It shouldn’t, on reflection, be this difficult to understand the ways in which the experience of students with particular characteristics differ from the average throughout the student lifecycle.
The screams of agony from sector data wonks had alerted me to the chaos around the Office for Students Access and Participation dataset – the reality of digging into more than a gigabyte of data made the problem more apparent.
The issue was not with the content of the data itself, it was with the way it was organised. Presentationally, the aim had been to let a user view either sector-wide statistics, or data specifically relating to a particular institution. These are reasonable choices, but this decision made it harder to compare one institution with another.
There’s been enough ink spilled around the curse of the league table to make me see this as refreshing and positive in certain moods. But I need to be clear that there are sound reasons for wanting to make comparisons. Many institutional planners have their own “benchmarking groups” – choosing institutions with a certain set of similarities with their own – that are used for understanding where strengths and weaknesses lie, and to identify possible interventions that have worked for others in similar situations and may work for you.
Often you need a table or other visualisation to help you find these comparators. So that’s what I set out to build. It took me a while. I strongly advise you to use the full screen link here – for tableau users I’ve enabled the ability for you to download the workbook. Do drop me an email with any questions, or if you’ve fixed it to make it work better!
Getting your head around the data
The first thing to bear in mind is the sheer variety of what is available. There is data enough to answer all kinds of questions around institutional differences – the decision to release the data as a single lump makes it harder to understand and harder to work with.
To start with the basics – there are four “life cycle stages”:
- Access – students entering the institution
- Continuation – students passing from the first year to the second year of study at an institution
- Attainment – students graduating with a first class or 2:1 degree
- Progression – students in employment or further study 6 months after graduation
For each of these you can look at full time (and apprenticeship) students or part-time students, and a choice of possible course types (all undergraduate, first degree, other undergraduate, undergraduate with postgraduate).
If we start with the (single) options on my tableau, you can choose a split type (broad category of characteristics) and split (precise characteristic) using the menus at the top.
The characteristics range from the expected – sex, ethnicity, the newly-controversial POLAR, disability marker – through to some lesser-seen options – disability type, index of multiple deprivation, free school meals. And then there’s some intersectional variables – IMD or POLAR against ethnicity or sex. Not the ethnicity and sex one that we’ve all been asking for, alas.
You then need to check my least favourite part of this data – the measure detail filter. Depending on the life cycle stage you’ll need to select a different measure –
- For Access – chose “proportion”
- For Attainment – choose “attainment rate”

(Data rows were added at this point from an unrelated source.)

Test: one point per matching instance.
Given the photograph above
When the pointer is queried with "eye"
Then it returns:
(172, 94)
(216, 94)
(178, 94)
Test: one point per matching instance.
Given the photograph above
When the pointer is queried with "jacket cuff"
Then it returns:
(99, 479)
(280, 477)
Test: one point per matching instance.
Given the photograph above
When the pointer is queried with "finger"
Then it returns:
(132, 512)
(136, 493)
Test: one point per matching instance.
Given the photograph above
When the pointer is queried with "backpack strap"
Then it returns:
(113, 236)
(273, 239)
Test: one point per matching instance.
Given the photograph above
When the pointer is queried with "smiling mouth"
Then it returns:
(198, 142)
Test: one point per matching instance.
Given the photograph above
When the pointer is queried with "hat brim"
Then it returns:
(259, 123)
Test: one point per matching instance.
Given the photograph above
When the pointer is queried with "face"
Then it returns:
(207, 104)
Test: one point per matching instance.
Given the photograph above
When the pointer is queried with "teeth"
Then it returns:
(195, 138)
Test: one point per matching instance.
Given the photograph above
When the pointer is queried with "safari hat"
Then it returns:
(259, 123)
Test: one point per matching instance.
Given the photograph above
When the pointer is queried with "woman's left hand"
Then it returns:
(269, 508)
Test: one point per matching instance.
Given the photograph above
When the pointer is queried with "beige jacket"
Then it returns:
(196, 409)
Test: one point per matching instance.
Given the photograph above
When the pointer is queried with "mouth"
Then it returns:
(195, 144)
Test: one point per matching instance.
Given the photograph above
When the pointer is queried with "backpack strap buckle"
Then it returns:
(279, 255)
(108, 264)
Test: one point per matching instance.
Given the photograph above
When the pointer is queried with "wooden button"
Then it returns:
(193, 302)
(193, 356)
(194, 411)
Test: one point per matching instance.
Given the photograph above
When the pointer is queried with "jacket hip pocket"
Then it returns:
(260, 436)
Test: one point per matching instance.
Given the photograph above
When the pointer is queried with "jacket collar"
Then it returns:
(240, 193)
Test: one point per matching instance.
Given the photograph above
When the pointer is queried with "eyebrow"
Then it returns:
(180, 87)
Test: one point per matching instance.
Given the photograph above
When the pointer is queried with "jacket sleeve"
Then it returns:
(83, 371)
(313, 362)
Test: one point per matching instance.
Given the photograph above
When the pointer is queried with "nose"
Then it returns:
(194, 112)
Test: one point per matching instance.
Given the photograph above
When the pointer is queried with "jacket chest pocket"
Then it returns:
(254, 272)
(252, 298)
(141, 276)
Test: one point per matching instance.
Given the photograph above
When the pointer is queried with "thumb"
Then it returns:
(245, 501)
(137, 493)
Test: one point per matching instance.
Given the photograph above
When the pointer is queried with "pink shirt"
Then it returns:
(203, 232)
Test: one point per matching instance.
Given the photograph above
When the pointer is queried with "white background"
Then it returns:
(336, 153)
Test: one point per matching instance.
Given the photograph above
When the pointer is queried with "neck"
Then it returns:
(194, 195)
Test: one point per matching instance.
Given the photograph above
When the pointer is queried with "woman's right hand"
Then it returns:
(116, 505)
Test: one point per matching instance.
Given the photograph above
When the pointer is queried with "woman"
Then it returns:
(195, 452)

- For Continuation – choose “continuation rate”
- For Progression – choose “progression rate”
This is daft to me because each of these are effectively the same calculation – the numerator (the number with the stated characteristic) divided by the denominator (the number of students in the whole population under consideration). I could have hard-linked these but I wanted to leave the option to look at other underlying data for the super-keen. Really from a data design perspective I’d have liked to have seen these as separate columns so I could show the other data within the tool tip for the main value
For each of the dot graphs the plotted value is this rate for year 5, with the colour showing the difference between the value for that year and either year 4 or year 1. Darker dots mean a larger change – blue is an increase, orange is a decrease. The sector average for Year 5 is marked with a star. Of course – the year numbers mean different things for different measures:
- Access indicators, Year 1 corresponds to 2013-14, and Year 5 to 2017-18
- Continuation indicators
- for full-time and all apprenticeship students, Year 1 corresponds to 2012-13, and Year 5 to 2016-17.
- for part-time students, Year 1 corresponds to 2011-12, and Year 5 to 2015-16.
- Attainment indicators, Year 1 corresponds to 2013-14, and Year 5 to 2017-18.
- Progression indicators, Year 1 corresponds to 2012-13, and Year 5 to 2016-17
The all years graph is a bit of a mess if you look at all institutions, use the filters on the left to choose a few of interest. This is handy for looking at trends in the ratios. I’ve left in a sector average value for you to compare against.
If you want to look at the difference between the two groups within a given set of characteristics you’ll be wanting the “comparison” graphs. Though they look very similar to the “single” graphs, they tell quite different stories.
We’re looking at the percentage point gap between the ratios (as on the “single” graphs) for the characteristics set by split1 and split2. Not all combinations of splits work, and in the absence of much help in the official documentation I would suggest trial and error with the following caveats:
- Generally, the larger group needs to be in split one, the smaller group needs to be in split two. The exception is (with depressing inevitability) that “male” goes in split one and “female” in split two
- The only splits available for “access” compare the population of 18 year olds with a given characteristic with 18 year olds at the institution with the same characteristic.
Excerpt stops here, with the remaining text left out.